Abstract 2148: Combined Use of avb3-Targeted Nanoparticles and Entropy-Based Signal Detectors for Ultrasound Molecular Imaging of Angiogenesis in the Papilloma Virus Transgenic Mouse
Background: To detect binding of molecularly targeted nanoparticles to sparse avb3 epitopes in primordial angiogenesis, we developed novel, entropy-based signal receiver (Hc), sensitive to subtle changes in the shape of a radio frequency (RF) signal as contrasted with conventional signal processing. We compared the sensitivity of both approaches for delineation of early neovascularization in the ears of an angiogenic mouse.
Methods: Eight K14-HPV16 transgenic mice were treated with either normal saline (n=3) or 0.3 mg/kg i.v. of αvβ3 -targeted nanoparticles (n=5) and imaged for two hours using a research ultrasound imager (Vevo 660 w/30MHz probe). All RF data were processed off-line to reconstruct conventional and Hc images. Image segmentation was performed by thresholding measurements at the 97% level for both data sets. The mean value of pixels segmented was computed at each time post-injection.
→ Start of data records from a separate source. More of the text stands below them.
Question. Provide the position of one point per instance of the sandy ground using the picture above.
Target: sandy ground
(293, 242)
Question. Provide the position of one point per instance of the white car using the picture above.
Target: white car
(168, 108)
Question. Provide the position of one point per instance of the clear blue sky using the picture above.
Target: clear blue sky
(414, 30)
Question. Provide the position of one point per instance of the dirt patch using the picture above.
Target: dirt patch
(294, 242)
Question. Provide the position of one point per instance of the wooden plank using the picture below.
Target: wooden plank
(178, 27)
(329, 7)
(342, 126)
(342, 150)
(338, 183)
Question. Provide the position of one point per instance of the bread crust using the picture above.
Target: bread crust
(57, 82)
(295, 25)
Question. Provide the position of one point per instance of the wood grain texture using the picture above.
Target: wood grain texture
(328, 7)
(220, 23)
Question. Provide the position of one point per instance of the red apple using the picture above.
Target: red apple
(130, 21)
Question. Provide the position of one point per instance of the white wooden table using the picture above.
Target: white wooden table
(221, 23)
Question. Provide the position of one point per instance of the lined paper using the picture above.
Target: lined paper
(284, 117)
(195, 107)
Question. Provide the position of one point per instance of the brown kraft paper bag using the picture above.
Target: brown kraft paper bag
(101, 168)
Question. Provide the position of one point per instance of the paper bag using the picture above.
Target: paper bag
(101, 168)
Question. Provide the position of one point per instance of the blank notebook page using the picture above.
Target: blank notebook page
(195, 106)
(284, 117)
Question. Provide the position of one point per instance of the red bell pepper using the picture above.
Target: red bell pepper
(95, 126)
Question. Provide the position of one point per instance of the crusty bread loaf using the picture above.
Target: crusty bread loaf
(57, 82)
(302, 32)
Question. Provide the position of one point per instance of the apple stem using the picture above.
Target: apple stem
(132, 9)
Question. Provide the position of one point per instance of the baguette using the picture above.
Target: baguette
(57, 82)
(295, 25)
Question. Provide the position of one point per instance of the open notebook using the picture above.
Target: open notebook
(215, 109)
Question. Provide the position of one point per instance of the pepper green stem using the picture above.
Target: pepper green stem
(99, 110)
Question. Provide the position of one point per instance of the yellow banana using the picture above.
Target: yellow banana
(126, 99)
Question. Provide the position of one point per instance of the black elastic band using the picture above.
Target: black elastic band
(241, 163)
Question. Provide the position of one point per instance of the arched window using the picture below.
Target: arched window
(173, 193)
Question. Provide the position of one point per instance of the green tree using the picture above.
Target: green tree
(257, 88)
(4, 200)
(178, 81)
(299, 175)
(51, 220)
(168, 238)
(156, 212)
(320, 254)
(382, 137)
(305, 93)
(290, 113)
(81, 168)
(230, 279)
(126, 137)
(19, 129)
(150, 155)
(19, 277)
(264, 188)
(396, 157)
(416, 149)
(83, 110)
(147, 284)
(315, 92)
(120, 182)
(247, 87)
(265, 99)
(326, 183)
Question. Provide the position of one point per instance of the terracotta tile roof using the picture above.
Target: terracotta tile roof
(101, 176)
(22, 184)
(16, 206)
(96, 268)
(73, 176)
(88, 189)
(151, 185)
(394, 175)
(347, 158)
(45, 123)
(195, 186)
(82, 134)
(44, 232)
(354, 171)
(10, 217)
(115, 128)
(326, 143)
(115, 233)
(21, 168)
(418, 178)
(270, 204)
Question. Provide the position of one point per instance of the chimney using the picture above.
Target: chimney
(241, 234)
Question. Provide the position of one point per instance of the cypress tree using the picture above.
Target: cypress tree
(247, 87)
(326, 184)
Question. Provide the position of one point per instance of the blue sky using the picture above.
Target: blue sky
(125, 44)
Results: With conventional image processing techniques, no targeted contrast signal could be detected in angiogenic vessels in the ears. However, the subtle changes in signal features induced by binding of αvβ3-targeted nanoparticles to neovasculature were clearly distinguished by Hc from surrounding echoes (P<0.005). Control mice demonstrated no contrast enhancement, regardless of the image processing method applied.
Conclusion: These data demonstrate the ability and complementarity of entropy-based receivers in conjunction with targeted nanoparticles to elucidate the presence of αvβ3-integrins in primordial neovasculature, particularly in acoustically unfavorable environments.